In The News
An ancient recipe for seafood stew
Archaeologists used scanning electron microscopes to look for phytoliths — the remnants of silica left over after plant cell walls decay — on ancient cookware. Their research led to the discovery of 6000-year-old garlic-mustard seed, the oldest evidence of spices being used in Northern European cooking. (Insert your own joke here.)
Astronaut Luca Parmitano's first-person account of almost drowning in space
Who needs coffee when you have this little horror story to wake you up in the morning? Money quote: "I think the liquid is too cold to be sweat, and more importantly, I can feel it increasing."

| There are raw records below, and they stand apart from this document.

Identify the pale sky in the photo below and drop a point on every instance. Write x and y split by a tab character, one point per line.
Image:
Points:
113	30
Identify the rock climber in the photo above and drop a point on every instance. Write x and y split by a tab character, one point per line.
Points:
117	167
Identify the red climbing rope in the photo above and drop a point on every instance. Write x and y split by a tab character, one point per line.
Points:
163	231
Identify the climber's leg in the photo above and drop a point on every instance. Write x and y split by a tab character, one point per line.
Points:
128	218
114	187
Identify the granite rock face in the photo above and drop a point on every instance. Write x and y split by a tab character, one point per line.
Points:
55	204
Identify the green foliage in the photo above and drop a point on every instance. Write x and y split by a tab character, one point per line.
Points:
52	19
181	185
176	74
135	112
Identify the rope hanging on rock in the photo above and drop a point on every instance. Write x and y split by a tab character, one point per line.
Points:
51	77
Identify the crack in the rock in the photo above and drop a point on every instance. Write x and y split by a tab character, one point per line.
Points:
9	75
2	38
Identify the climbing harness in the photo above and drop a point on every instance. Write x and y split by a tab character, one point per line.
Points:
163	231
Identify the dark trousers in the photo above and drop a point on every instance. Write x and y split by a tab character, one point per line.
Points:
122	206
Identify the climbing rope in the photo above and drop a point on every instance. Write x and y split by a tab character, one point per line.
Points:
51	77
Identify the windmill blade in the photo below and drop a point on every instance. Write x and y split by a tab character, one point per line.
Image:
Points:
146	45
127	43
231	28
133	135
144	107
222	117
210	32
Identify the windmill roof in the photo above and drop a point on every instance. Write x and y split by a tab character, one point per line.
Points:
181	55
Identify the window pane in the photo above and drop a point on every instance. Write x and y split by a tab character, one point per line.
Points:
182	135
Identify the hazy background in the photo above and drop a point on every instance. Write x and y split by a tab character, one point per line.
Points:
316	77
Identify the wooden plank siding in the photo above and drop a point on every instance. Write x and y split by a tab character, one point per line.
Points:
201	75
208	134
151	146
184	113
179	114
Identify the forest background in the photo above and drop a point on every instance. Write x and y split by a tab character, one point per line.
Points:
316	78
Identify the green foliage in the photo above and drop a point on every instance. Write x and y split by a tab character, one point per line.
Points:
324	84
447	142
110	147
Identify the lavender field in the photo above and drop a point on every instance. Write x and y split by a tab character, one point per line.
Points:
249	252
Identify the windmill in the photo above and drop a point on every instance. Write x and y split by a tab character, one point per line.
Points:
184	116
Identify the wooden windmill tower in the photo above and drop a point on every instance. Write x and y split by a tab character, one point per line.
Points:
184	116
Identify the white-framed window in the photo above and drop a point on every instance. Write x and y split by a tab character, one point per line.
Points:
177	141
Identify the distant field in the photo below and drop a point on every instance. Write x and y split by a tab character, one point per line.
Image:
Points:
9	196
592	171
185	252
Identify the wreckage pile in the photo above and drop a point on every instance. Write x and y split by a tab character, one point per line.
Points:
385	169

28 Foods Named After People
Who
knew German chocolate cake wasn't German? It was named after an
American named German! The Kentucky Hot Brown sandwich is named after
the owner of the Brown Hotel, not the color of the dish. Which is brown.
Those are just two of the stories about foods you are familiar with
named after people you aren't familiar with.
Science, Religion, and the Big Bang
Minute
Physics gives an incredibly concise overview of what we know, and what
we don't know, about the beginning of the universe. Of course, the most
tantalizing part is the point "where we don't know what we're talking
about." Perhaps knowledge is like infinity; no matter how much we learn,
we also learn how much more there is to learn.